Chicago City Hall. | Wikimedia Commons
Chicago City Hall. | Wikimedia Commons
One Chicago alderman has an alternative plan to solving the city's burgeoning migrant crisis being fueled by busloads of asylum-seekers being shipped from Texas border towns to so-called "welcoming cities" such as Chicago.
"You can turn the buses back around and send them back where they came from," far South Side Alderman Anthony Beale told the Tribune.
Beale was responding to a question from a reporter about Mayor Brandon Johnson's plan to establish winterized migrant camps as alternative housing for more than 1,500 migrants currently living at police stations around the city.
Johnson said his administration has identified locations around the city suitable for people seeking asylum as a way to "recognize their dignity."
The mayor told the Sun-Times that a cost-effective way to deal with the migrant crisis is to create locations that shelter 500 to 1,000 people.
While Johnson has yet to identify locations for the migrant camps, some news outlets have reported a tent city will be located in a vacant grocery store parking lot at 115th Street and Halsted in the West Pullman neighborhood.
Some West Pullman neighbors have expressed outrage over the mayor's plan to build a temporary migrant camp in the poor far South Side neighborhood.

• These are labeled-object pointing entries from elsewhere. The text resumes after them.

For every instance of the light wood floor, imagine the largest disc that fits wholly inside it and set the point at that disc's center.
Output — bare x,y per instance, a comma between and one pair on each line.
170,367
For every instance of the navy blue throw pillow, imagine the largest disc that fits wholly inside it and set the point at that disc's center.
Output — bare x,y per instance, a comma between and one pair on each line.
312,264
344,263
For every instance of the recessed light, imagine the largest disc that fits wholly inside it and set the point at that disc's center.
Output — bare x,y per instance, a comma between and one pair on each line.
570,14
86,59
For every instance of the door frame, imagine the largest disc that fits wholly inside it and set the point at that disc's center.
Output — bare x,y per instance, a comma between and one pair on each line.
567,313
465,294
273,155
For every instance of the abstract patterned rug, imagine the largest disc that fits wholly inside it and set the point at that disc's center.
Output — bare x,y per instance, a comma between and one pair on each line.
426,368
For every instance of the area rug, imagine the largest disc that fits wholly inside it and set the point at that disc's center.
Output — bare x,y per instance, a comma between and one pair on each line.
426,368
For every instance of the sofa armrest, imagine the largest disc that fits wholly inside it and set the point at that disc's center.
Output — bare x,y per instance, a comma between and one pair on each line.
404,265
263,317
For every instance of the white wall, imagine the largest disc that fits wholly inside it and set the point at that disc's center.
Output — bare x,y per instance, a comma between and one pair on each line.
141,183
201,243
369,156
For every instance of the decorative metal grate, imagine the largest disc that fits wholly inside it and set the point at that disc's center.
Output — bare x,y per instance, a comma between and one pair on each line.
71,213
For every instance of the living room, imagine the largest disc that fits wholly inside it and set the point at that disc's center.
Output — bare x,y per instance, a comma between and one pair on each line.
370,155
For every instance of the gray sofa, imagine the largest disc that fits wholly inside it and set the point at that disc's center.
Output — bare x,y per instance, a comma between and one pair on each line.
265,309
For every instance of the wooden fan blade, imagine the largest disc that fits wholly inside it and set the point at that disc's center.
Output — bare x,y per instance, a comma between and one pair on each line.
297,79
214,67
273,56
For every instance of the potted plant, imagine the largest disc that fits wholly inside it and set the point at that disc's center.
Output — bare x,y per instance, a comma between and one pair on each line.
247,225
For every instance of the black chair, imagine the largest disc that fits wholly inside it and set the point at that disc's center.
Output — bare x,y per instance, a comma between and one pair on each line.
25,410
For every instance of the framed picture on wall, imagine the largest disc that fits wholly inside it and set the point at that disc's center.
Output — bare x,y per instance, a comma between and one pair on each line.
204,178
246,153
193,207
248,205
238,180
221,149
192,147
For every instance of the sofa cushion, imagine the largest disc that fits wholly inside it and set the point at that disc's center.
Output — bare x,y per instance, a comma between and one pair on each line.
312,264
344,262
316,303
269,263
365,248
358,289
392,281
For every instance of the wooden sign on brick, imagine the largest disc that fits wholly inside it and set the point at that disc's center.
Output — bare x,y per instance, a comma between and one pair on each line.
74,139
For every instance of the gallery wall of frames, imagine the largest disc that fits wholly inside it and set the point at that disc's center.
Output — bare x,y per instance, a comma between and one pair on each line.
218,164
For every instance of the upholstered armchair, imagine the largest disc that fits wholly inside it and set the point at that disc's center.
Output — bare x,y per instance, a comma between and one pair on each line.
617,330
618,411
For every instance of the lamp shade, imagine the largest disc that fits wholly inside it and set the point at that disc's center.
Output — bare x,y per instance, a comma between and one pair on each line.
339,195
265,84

"Where is the humanity in that? Where is the humanity [when] thousands of African Americans sit on the streets. They said, I'll make this about people but how can you not take care of someone [then] don't care for others," Lee Dawson wrote on Nextdoor.
"We have housing in West Pullman that need to be remodeled, but instead they leave them to keep property values low, eyesores and unsafe buildings for our community. But they put up tents … for other people. So you tell me where the humanity is?